Conceived in 2013 by Penny Mountain, former deputy editor of the Bookseller, and Jane Cholmeley, co-founder of the pioneering Silver Moon Women’s Bookshop which was for many years a destination on London’s Charing Cross Road, it aims to record women’s experiences which are “so often invisible and unrecorded” based on the history of the group WiP—Women in Publishing—and the women who were part of it 40 years ago. In those days, employers felt at liberty to inquire as to the marital status of a prospective female employee (marriage in those days meaning children), and male bosses had no qualms about asking their secretaries to collect their dry cleaning—or, in the case of a young publicist, to collect the managing director’s elderly mother and bring her to London.

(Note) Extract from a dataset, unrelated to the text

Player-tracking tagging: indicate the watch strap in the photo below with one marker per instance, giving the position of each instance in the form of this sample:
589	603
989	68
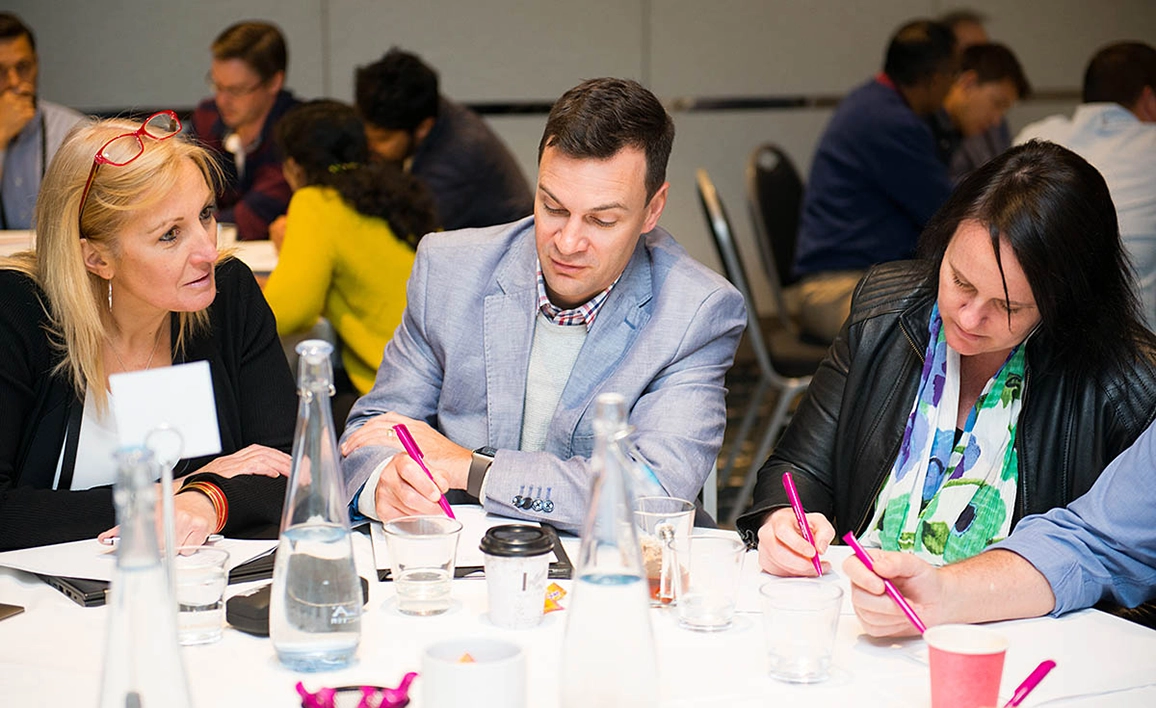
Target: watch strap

And all for less pay than their male counterparts, naturally.
Mountain and Cholmeley were among WiP’s founding members (nobody can now remember whose idea it was) and, both now retired from the trade, they set about raising the money to hire an oral historian to conduct detailed interviews and create a Women in Publishing History website. Around $50,000 was raised in donations from friends and supporters and from two book trade charities.
The results of their endeavors went live this week: a unique collection of 30 interviews with former WiP members—including former Random House UK CEO Gail Rebuck; Liz Calder, a founding director of Bloomsbury Publishing; and pioneering children’s publisher Julia MacRae—which will be available in full at the British Library. A number of Americans feature in the history as well, including Lisa Tuttle, Nina Shandloff, Tamar Karet, Jane Judd, and Linda Schwartz, and Canadian Brenda Gardner. Their lived experience covers all sectors of the industry.
Despite the disclosures of recent months, it’s hard now to remember what life could be like for women in the 1970s and 1980s. The story is often familiar: working twice as hard for half as much, secretaries, publicity assistants and editorial assistants doing the "hard graft" (hard work) while the men enjoyed leisurely club lunches or perhaps an afternoon of golf. The women’s movement was in its second wave, feminists still the butt of many jokes, and women of all ages were beginning to network in order to support and help train each other and to serve as role models for other women in the industry. There were six annual WiP conferences held at the University of London.
Meanwhile, in her attic apartment, Carmen Callil was meeting with a group of like-minded women preparing the ground for the launch of Virago, a list which would (among other things) revive a good deal of women’s writing that had been allowed to drift out of print.
Even in 1991, when Rebuck was appointed to head up Random House, she remembers the press “incredulity.” Private Eye called her “a Barbie doll who crunched diamonds between her teeth.” By the time the century turned, there were several companies led by women, and across the industry women were in middle and senior management positions. Sadly, today in Britain the top jobs are once again held by men, and recent surveys revealed gender pay gaps in most companies and sexual harassment in more than half. There are no figures for the percentage of women to men in British publishing, though a survey in January 2016 of American publishing found it was 78 percent female.
WiP is currently inactive, but Rebuck is among those who feels it is an idea whose time has come again—that there is an "unconscious conservatism" in publishing following the 2008 crash and that “women were seen as a risk” and men the “safe option.”